According to the new study by Reisman and her colleague Zil Goldstein, the transgender patient had the first follow-up appointment after one month of therapy and was able to "express droplets of milk."  At three months after starting the therapy, the patient was able to produce eight ounces of breastmilk per day. 

Three-and-a-half months after beginning the hormone regimen, the baby was born weighing six pounds and 13 ounces. After breastfeeding exclusively for six weeks, the study explains that the child's doctor reported the "child's growth, feeding, and bowel habits were developmentally appropriate."

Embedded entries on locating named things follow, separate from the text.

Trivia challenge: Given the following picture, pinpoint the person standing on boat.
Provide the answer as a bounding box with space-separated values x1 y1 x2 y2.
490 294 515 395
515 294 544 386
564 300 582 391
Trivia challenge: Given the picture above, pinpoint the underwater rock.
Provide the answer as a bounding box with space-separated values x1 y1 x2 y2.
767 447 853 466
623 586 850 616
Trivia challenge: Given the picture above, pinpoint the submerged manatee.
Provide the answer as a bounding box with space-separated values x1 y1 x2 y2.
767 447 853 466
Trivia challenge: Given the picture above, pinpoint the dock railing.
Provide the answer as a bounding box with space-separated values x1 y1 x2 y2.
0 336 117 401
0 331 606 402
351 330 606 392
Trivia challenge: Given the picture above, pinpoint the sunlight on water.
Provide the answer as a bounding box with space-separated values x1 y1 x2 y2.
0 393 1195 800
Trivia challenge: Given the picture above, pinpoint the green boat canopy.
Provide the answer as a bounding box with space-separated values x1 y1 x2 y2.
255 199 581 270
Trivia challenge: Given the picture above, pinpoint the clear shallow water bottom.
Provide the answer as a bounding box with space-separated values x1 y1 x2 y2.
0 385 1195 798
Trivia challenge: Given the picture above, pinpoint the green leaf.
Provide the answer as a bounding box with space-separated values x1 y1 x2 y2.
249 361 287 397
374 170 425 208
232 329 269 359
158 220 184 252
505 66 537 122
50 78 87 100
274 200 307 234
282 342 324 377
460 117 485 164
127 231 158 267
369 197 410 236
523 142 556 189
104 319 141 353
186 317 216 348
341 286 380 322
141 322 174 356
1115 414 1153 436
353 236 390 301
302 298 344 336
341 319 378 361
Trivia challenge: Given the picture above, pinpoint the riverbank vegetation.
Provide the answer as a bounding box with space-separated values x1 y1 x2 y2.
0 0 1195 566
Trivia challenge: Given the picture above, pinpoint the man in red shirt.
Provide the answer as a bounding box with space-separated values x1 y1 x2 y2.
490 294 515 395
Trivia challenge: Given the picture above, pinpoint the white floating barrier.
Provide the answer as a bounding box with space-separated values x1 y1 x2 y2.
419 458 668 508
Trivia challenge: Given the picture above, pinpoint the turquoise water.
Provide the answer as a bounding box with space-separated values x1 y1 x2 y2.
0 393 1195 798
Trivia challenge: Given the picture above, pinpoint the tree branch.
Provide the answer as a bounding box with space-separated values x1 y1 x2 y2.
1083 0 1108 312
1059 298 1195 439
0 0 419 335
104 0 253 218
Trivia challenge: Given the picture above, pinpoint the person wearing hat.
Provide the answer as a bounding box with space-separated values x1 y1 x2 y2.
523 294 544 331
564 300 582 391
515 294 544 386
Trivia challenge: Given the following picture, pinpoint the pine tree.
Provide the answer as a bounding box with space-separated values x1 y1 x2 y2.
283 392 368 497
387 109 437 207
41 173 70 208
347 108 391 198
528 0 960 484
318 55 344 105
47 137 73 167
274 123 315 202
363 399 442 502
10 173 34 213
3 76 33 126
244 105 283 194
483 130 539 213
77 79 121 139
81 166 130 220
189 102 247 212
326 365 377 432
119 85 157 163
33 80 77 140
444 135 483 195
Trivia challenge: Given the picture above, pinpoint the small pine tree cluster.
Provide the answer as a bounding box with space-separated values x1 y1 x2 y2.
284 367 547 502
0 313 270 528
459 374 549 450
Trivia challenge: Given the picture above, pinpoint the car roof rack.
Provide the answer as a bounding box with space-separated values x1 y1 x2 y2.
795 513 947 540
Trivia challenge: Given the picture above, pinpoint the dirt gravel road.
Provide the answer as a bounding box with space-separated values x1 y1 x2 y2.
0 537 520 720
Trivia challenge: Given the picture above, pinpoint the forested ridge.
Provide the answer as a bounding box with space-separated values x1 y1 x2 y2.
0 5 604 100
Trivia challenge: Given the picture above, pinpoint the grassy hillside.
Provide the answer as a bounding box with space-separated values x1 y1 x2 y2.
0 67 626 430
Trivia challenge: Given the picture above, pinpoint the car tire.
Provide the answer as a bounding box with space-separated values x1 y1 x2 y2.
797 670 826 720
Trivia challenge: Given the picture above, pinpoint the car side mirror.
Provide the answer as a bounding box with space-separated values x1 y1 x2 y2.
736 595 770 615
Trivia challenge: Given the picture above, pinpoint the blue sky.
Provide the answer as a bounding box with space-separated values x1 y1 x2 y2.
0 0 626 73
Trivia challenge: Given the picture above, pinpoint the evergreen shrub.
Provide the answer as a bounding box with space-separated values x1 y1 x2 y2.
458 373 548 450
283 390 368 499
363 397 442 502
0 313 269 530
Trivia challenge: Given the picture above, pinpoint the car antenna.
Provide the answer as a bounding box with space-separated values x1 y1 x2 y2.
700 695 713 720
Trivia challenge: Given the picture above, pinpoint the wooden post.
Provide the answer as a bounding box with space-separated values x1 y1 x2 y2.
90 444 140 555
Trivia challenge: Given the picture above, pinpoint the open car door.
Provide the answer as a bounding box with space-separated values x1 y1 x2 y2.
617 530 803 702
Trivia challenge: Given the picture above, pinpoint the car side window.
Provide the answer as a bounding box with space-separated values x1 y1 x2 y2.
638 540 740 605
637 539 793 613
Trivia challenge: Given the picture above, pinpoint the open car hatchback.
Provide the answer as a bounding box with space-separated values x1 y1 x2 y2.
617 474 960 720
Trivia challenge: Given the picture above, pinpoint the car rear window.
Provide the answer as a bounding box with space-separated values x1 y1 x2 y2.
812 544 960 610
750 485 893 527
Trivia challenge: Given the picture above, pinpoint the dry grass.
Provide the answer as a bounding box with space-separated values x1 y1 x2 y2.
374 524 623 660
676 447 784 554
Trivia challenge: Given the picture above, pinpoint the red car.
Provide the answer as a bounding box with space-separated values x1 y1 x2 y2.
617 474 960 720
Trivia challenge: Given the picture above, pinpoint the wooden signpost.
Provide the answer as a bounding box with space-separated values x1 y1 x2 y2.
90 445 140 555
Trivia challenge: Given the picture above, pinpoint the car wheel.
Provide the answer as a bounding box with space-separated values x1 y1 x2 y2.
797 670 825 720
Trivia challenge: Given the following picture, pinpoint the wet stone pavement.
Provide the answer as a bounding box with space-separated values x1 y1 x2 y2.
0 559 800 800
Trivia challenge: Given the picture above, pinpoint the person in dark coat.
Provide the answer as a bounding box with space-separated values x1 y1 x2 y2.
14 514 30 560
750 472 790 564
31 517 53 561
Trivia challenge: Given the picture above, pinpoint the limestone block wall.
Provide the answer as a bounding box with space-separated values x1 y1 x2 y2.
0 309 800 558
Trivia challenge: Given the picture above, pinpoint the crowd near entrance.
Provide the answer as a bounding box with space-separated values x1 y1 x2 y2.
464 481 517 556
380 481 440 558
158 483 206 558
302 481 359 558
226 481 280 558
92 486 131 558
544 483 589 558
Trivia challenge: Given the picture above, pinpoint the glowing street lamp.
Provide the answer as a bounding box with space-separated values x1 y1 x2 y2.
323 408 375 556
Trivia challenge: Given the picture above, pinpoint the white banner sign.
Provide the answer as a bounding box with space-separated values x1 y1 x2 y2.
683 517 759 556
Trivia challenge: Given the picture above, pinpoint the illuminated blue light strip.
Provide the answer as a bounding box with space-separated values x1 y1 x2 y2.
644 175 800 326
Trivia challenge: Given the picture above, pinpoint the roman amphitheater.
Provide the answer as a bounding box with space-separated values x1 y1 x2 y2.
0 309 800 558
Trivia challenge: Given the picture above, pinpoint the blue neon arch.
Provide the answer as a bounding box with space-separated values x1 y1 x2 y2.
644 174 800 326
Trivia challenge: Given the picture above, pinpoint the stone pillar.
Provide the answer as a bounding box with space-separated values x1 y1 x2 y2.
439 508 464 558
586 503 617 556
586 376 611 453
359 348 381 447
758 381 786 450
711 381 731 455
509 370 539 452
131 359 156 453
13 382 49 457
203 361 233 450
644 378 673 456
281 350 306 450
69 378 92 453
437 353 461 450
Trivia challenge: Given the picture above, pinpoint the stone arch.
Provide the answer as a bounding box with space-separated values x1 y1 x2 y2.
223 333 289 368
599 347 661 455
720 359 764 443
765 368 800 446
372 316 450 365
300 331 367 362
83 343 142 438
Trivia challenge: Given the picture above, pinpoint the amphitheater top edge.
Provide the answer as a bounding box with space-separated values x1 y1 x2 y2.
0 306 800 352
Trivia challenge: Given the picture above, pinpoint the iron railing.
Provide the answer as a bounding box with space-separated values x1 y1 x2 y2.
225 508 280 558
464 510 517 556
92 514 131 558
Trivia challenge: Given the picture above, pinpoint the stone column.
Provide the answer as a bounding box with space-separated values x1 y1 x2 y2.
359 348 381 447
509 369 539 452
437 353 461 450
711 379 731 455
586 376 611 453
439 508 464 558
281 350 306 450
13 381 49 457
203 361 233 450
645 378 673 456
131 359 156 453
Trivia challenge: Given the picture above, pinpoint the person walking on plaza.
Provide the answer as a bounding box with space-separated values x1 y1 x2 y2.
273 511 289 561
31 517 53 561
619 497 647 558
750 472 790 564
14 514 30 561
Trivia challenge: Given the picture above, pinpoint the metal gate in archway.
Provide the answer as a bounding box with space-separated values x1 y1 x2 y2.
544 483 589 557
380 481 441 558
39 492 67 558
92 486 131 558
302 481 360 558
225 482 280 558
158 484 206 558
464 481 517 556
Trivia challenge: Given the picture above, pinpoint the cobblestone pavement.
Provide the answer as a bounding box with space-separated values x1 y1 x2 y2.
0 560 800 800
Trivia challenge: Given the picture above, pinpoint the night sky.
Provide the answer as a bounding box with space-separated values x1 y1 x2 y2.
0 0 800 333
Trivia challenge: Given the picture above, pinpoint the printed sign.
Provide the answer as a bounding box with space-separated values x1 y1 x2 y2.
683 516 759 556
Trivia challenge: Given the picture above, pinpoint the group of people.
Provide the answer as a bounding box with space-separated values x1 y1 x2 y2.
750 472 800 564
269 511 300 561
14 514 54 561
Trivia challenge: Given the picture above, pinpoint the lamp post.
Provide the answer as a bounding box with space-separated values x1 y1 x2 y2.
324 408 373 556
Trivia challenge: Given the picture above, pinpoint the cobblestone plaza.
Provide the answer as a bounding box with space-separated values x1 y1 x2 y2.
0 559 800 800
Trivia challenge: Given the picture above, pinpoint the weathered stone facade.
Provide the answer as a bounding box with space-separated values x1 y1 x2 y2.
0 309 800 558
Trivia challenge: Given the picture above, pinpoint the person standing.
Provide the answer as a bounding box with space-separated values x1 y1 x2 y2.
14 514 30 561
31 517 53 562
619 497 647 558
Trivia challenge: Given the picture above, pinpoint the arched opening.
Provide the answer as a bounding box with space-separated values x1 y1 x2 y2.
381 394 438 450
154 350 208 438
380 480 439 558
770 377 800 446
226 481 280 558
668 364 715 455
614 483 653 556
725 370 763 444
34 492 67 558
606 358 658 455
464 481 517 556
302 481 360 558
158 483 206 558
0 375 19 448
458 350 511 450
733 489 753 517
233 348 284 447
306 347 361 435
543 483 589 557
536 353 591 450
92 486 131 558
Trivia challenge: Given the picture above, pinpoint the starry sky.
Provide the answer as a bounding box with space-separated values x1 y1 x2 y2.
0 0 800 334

At six weeks after the baby was born, the transgender woman began supplementing breast feedings with about four to eight ounces of baby formula every day because of insufficient milk volume.

"At the time of this article submission, the baby is approaching [six] months old. The patient continues to breastfeed as a supplement to formula feeding, and she continues to adhere to the medication regimen described earlier," the study states.

Jenny Thomas, a spokesperson for the American Academy of Pediatrics and a lactation consultant for Aurora Health Care in Wisconsin, told The Washington Post that inducing lactation is very common. Thomas didn't expect the addition of spironolactone to block testosterone would be much of an issue.

"We wouldn't expect spironolactone to get into the breast milk," Thomas said.

Although the process hasn't seemingly affected the health of the baby, health experts still have concerns about the long-term effects. 

University of California at San Francisco professor and doctor Madeline Deutsch and a transgender woman with a six-month old son told The Washington Post that she is wary because of the lack of research on whether or not breast milk produced by transgender women has the same nutritional value.

Deutsch stated that it was "not something I would do." 

"This is not transgender women taking control of their bodies," Deutsch said. "This is something that needs to be explored more."

Van Meter agrees. He told CP that the experimental breastfeeding featured in the study is an example of how the "wishes of the adult are being met at the expense of the health and safety of the infant."

"The American College of Pediatricians cannot condone the use of domperidone as was reported in this case," he stated. 

American College of Pediatricians President Michelle Cretella, a prominent critic of using hormone therapy on children, told CP in an email that the breasfeeding ability for the trasngender woman does not "change his male DNA nor can it make male breast tissue into female breast tissue which are genetically different."

"It is therefore likely that whatever his breasts produced is qualitatively different from what any real woman's breast would produce," she explained. "This is still a man impersonating a woman and experimenting on an infant."